When asked what Japan is doing in terms of cooperation with Italy in terms of its current social problems, Umemoto replied that Japan is committed to helping African countries develop their own economies, which indirectly works towards helping the migrant crisis by targeting it at its source.
“We very much hope that Italy will play a leading role in promoting Japan in Europe, as this will facilitate dialogue with Italy and the rest of Europe,” concluded the ambassador.
Aug. 25, 1866, Japan and Italy signed the ‘Treaty of Amity and Commerce,’ beginning a partnership that ever since has grown in quantity and quality. After 150 years of diplomatic ties, what are the current opportunities, and challenges, of their relationship?
Ettore Greco, the director of the IAI (International Business Institute) -- one of the key organizers of the event, opened the morning’s speeches with an overview of past and current relations, saying that relations between Japan and Italy properly “flourished after the Second World War,” and now “both countries are looking for new ways to revive their economic growth and to boost international economic growth.”
Greco said that Italy and Japan share many positions and objectives within the international organizations they are both part of, like the UN and G7 for example.

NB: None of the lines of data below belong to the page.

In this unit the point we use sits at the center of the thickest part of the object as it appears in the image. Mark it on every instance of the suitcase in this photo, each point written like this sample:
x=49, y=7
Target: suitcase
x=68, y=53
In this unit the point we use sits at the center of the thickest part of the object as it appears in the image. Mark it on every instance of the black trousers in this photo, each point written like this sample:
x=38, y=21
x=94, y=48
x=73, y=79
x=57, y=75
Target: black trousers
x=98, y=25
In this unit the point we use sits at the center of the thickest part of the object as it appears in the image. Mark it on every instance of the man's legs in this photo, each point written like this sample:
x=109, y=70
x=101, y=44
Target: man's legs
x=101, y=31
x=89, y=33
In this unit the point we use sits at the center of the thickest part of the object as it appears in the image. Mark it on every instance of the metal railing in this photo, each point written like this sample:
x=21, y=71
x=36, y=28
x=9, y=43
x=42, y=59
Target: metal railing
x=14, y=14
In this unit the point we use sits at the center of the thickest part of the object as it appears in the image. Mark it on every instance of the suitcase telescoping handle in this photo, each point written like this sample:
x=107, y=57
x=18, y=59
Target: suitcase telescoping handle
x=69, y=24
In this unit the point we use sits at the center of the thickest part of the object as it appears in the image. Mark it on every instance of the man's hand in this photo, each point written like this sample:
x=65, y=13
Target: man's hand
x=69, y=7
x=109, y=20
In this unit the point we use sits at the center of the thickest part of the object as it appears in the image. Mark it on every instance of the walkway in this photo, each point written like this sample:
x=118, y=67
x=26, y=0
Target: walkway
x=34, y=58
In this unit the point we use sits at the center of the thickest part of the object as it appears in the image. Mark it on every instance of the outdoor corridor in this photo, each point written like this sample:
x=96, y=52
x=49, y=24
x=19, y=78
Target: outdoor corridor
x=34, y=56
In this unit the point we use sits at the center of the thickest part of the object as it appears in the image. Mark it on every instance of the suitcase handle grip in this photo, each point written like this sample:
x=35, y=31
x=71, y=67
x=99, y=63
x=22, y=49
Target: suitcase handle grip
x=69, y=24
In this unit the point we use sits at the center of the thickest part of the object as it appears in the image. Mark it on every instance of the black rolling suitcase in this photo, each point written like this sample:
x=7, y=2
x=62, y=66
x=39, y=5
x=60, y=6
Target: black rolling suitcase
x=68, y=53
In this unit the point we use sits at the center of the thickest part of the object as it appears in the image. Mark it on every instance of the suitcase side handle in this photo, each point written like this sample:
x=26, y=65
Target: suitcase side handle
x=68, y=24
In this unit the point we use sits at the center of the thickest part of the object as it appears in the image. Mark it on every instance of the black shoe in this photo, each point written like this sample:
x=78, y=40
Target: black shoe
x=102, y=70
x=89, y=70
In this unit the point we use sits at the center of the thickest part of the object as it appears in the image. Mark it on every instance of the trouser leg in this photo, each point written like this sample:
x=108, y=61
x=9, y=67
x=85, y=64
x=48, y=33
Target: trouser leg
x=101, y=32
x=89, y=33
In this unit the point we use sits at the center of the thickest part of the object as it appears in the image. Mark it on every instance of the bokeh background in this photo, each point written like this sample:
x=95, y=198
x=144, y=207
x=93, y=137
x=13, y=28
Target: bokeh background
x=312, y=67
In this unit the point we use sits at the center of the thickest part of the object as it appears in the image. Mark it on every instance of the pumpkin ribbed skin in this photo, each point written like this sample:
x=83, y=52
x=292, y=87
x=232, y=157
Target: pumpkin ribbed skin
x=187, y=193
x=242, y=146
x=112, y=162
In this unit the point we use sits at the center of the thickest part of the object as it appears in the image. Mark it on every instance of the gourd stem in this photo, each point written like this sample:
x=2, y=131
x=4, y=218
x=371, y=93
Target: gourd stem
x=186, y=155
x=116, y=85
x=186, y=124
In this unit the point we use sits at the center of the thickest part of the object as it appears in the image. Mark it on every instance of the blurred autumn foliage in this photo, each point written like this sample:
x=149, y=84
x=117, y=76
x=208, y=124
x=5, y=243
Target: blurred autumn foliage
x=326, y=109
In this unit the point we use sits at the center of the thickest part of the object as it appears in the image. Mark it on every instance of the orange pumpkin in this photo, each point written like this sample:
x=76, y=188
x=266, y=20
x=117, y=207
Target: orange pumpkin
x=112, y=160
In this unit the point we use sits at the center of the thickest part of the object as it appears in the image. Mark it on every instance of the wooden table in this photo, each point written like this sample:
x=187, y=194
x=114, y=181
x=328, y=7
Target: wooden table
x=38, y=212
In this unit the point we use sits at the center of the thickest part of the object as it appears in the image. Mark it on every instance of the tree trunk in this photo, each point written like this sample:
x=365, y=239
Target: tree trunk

A key point for cooperation is the fact that Italy will soon take over the G7 presidency role from Japan in the next few months.
Massimo Gaiani, the Director General for Global Affairs, Italian Ministry of Foreign Affairs and International Cooperation, agreed with the ambassador that Japan and Italy share many values, such as “democracy, human rights and market economies,” but highlighted that where the countries could now make progress is through implementing shared ideas. Both countries “are together in the same effort to promote peace, in their stance on security, and in their work towards sustainable and inclusive development.”
In terms of security, “the growing threat of North Korea nuclear weapons” is a serious one for Japan, as well as for Italy and the rest of Europe. Also maritime security is another big issue and part of the agenda of the G7. In fact, Japan and Italy will soon be put together in the security council of the UN.
“The three main focuses of the Japanese G7 presidency are women -- in parliament and management, health, and quality infrastructure, and these will continue to be the three main focuses of Italy’s presidency,” continued Gaiani.
Japan and Italy have similar views on the role of women in economics and economic processes in both countries. They both see giving a technical education to girls as being “key in promoting this new incoming labour market, as technical jobs will be the jobs of the future,” Gaiani concluded.
Italy and Japan have a major role to play in promoting their shared values of democracy, human rights and market economics at the regional and global level. In the context of the EU-Japan partnership, Rome and Tokyo are cooperating on a Framework Agreement covering not only political dialogue and foreign policy coordination, but also regional and global issues, and a Free Trade Agreement to stimulate growth on both sides.
The conference was organised by the Istituto Affari Internazionali (IAI) -- International Business Institute -- and the Italy-Japan Foundation, in collaboration with the Japanese Embassy in Rome and the Italian Ministry of Foreign Affairs and International Cooperation (MFAIC).